The Palazzo del Banco Mediceo or simply Banco Mediceo, was a palace in Milan, the Milanese seat of the Medici's financial exchange activities, known throughout Europe as the Medici Bank. It was one of the earliest examples of Lombard Renaissance architecture.

== History ==
The palace was located in Via dei Bossi, in the sestiere di Porta Comasina, where the Teatro alla Scala would later be built. The patron was Pigello Portinari, representative of the Medici family in the Sforzesca Milan. The building in some way sanctioned an alliance, which closed centuries of enmity between Milan and Florence, between Francesco Sforza, who in 1455 donated a pre-existing building destined to be transformed into the seat of the Banco and Cosimo de' Medici, who ordered his representative to build a new and representative palace to honour the city of Milan.
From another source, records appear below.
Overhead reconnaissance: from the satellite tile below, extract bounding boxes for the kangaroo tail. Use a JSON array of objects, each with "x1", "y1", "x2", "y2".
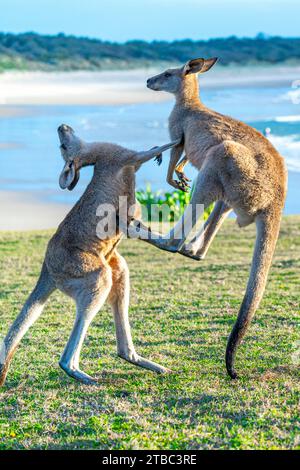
[
  {"x1": 0, "y1": 263, "x2": 55, "y2": 386},
  {"x1": 226, "y1": 211, "x2": 281, "y2": 379}
]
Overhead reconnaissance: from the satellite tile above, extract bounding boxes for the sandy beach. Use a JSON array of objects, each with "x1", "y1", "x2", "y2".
[
  {"x1": 0, "y1": 66, "x2": 300, "y2": 230},
  {"x1": 0, "y1": 191, "x2": 71, "y2": 230},
  {"x1": 0, "y1": 66, "x2": 300, "y2": 106}
]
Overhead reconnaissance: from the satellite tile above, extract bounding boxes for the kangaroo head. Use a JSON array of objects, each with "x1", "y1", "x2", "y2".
[
  {"x1": 57, "y1": 124, "x2": 83, "y2": 191},
  {"x1": 147, "y1": 57, "x2": 218, "y2": 95}
]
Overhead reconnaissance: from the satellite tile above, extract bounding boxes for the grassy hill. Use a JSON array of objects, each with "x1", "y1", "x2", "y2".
[
  {"x1": 0, "y1": 33, "x2": 300, "y2": 71},
  {"x1": 0, "y1": 216, "x2": 300, "y2": 449}
]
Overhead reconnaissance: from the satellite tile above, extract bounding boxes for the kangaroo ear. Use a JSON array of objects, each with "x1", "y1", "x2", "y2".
[
  {"x1": 59, "y1": 161, "x2": 80, "y2": 191},
  {"x1": 183, "y1": 57, "x2": 218, "y2": 75}
]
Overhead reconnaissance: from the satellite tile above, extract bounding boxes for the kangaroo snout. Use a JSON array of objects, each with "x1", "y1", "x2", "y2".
[
  {"x1": 57, "y1": 124, "x2": 74, "y2": 134},
  {"x1": 147, "y1": 78, "x2": 155, "y2": 90}
]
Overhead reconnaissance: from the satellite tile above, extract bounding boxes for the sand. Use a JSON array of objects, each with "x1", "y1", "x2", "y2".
[
  {"x1": 0, "y1": 66, "x2": 300, "y2": 230},
  {"x1": 0, "y1": 191, "x2": 71, "y2": 230},
  {"x1": 0, "y1": 66, "x2": 300, "y2": 106}
]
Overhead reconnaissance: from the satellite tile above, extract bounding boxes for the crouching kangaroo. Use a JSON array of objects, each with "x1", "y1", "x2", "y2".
[
  {"x1": 132, "y1": 58, "x2": 287, "y2": 378},
  {"x1": 0, "y1": 125, "x2": 178, "y2": 385}
]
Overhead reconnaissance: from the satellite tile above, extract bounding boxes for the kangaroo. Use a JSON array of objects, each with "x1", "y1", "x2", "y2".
[
  {"x1": 0, "y1": 125, "x2": 178, "y2": 385},
  {"x1": 129, "y1": 58, "x2": 287, "y2": 379}
]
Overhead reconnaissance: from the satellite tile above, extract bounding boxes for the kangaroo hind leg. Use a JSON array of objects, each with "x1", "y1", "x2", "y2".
[
  {"x1": 0, "y1": 264, "x2": 55, "y2": 386},
  {"x1": 226, "y1": 210, "x2": 281, "y2": 379},
  {"x1": 59, "y1": 267, "x2": 111, "y2": 385},
  {"x1": 108, "y1": 253, "x2": 171, "y2": 374}
]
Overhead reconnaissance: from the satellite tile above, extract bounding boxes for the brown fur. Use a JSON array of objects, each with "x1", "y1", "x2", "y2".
[
  {"x1": 143, "y1": 59, "x2": 287, "y2": 378},
  {"x1": 0, "y1": 125, "x2": 178, "y2": 385}
]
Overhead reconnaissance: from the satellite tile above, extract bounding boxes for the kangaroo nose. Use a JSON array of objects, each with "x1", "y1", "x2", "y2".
[{"x1": 58, "y1": 124, "x2": 73, "y2": 132}]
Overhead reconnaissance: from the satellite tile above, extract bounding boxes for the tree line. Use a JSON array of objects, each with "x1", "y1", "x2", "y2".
[{"x1": 0, "y1": 32, "x2": 300, "y2": 70}]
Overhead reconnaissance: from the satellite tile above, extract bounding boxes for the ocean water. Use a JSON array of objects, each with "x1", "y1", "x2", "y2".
[{"x1": 0, "y1": 86, "x2": 300, "y2": 214}]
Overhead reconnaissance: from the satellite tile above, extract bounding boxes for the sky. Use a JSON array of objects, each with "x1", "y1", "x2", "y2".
[{"x1": 0, "y1": 0, "x2": 300, "y2": 42}]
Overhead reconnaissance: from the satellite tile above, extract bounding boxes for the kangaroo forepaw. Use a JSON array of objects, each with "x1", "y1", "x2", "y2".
[{"x1": 175, "y1": 170, "x2": 191, "y2": 183}]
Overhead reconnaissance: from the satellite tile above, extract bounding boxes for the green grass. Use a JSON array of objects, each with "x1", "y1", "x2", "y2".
[{"x1": 0, "y1": 217, "x2": 300, "y2": 449}]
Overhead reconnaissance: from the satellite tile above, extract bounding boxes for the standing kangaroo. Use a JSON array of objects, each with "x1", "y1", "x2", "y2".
[
  {"x1": 129, "y1": 58, "x2": 287, "y2": 378},
  {"x1": 0, "y1": 125, "x2": 178, "y2": 385}
]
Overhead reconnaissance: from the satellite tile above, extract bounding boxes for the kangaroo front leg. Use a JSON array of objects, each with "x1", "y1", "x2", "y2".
[
  {"x1": 167, "y1": 144, "x2": 188, "y2": 191},
  {"x1": 175, "y1": 155, "x2": 191, "y2": 189},
  {"x1": 109, "y1": 253, "x2": 171, "y2": 374},
  {"x1": 127, "y1": 172, "x2": 221, "y2": 253},
  {"x1": 179, "y1": 201, "x2": 232, "y2": 260},
  {"x1": 59, "y1": 270, "x2": 111, "y2": 385}
]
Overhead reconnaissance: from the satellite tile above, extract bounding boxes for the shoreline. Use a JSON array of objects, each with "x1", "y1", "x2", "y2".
[
  {"x1": 0, "y1": 190, "x2": 72, "y2": 231},
  {"x1": 0, "y1": 65, "x2": 300, "y2": 106},
  {"x1": 0, "y1": 172, "x2": 300, "y2": 232}
]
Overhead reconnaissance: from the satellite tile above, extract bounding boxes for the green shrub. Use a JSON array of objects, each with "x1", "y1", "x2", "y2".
[{"x1": 136, "y1": 185, "x2": 213, "y2": 222}]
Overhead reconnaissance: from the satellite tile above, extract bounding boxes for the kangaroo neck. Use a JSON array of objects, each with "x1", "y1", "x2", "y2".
[{"x1": 175, "y1": 74, "x2": 203, "y2": 107}]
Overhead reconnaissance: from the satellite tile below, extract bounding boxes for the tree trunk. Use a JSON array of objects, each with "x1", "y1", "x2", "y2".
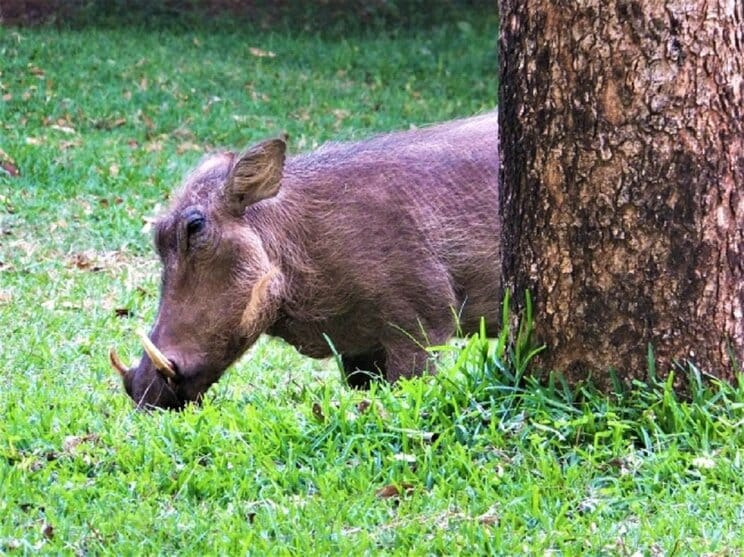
[{"x1": 499, "y1": 0, "x2": 744, "y2": 388}]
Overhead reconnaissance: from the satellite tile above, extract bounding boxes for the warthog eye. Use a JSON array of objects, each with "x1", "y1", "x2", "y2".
[{"x1": 186, "y1": 209, "x2": 206, "y2": 236}]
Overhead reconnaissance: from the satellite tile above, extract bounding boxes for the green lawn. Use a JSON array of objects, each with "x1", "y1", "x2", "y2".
[{"x1": 0, "y1": 11, "x2": 744, "y2": 555}]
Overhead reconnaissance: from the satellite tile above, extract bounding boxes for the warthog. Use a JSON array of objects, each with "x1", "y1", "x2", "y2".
[{"x1": 110, "y1": 113, "x2": 502, "y2": 408}]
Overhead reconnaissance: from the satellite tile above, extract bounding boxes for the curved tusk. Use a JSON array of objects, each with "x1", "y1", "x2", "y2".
[
  {"x1": 137, "y1": 331, "x2": 176, "y2": 379},
  {"x1": 109, "y1": 347, "x2": 129, "y2": 377}
]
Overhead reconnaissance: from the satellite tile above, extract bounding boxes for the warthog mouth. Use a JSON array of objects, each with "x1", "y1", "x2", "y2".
[{"x1": 109, "y1": 332, "x2": 188, "y2": 409}]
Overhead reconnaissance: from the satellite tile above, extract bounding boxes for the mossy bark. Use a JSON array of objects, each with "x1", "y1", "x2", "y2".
[{"x1": 500, "y1": 0, "x2": 744, "y2": 387}]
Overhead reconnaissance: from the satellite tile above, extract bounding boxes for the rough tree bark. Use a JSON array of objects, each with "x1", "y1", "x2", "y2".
[{"x1": 500, "y1": 0, "x2": 744, "y2": 387}]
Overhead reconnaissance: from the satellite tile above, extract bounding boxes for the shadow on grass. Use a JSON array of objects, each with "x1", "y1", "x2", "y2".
[{"x1": 0, "y1": 0, "x2": 496, "y2": 36}]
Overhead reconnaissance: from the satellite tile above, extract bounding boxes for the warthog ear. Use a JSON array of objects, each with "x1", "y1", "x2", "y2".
[{"x1": 225, "y1": 139, "x2": 287, "y2": 216}]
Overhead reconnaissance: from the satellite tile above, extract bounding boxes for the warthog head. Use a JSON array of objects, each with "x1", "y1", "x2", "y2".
[{"x1": 109, "y1": 139, "x2": 286, "y2": 408}]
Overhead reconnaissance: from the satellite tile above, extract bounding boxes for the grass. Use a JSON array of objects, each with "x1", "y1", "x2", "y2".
[{"x1": 0, "y1": 11, "x2": 744, "y2": 555}]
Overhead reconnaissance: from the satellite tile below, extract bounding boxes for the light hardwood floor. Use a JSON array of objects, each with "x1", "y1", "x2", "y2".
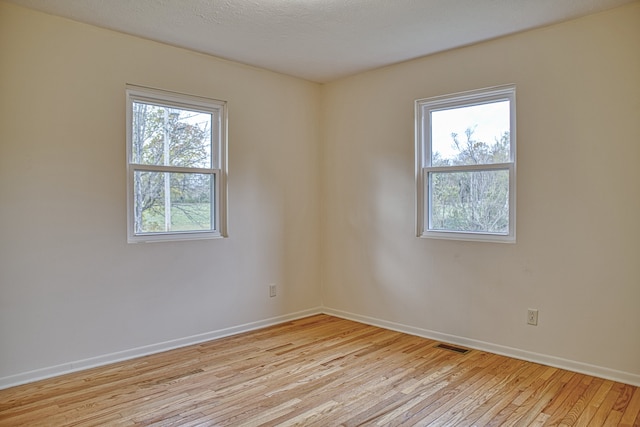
[{"x1": 0, "y1": 315, "x2": 640, "y2": 427}]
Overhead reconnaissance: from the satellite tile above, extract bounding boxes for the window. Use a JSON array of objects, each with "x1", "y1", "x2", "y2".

The work was carried out rapidly and was completed around 1459.

The appearance of the building is known to us from Filarete's treatise, which contains, in addition to some news, an engraving illustrating the main façade that featured innovative elements of the Tuscan Renaissance, combined with more traditional elements of Milanese architectural practice.
The palace shows a symmetrical façade with an ashlar base, a monumental portal, a piano nobile with paired windows set on another cornice, crowning the building with an antique-style cornice. The building also had rich decoration, including ceramic roundels placed just below the cornice.
The building’s designer is not known with certainty, although the traditional attribution, though without documentary evidence, is that of Michelozzo, a trusted architect of the Medici family. Recently the attribution to Filarete prevails, assisted by local craftsmen. However, Filarete does not attribute the project to himself in the pages of his treatise.

Around 1456, the loggia and rooms were decorated, again according to Filarete, by the greatest Lombard artist of the time, Vincenzo Foppa, with frescoes with an exceptionally profane subject of which only a fragment with Child reading Cicero|Cicero child reading in the Wallace Collection in London has survived. Other frescoes were by Zanetto Bugatto.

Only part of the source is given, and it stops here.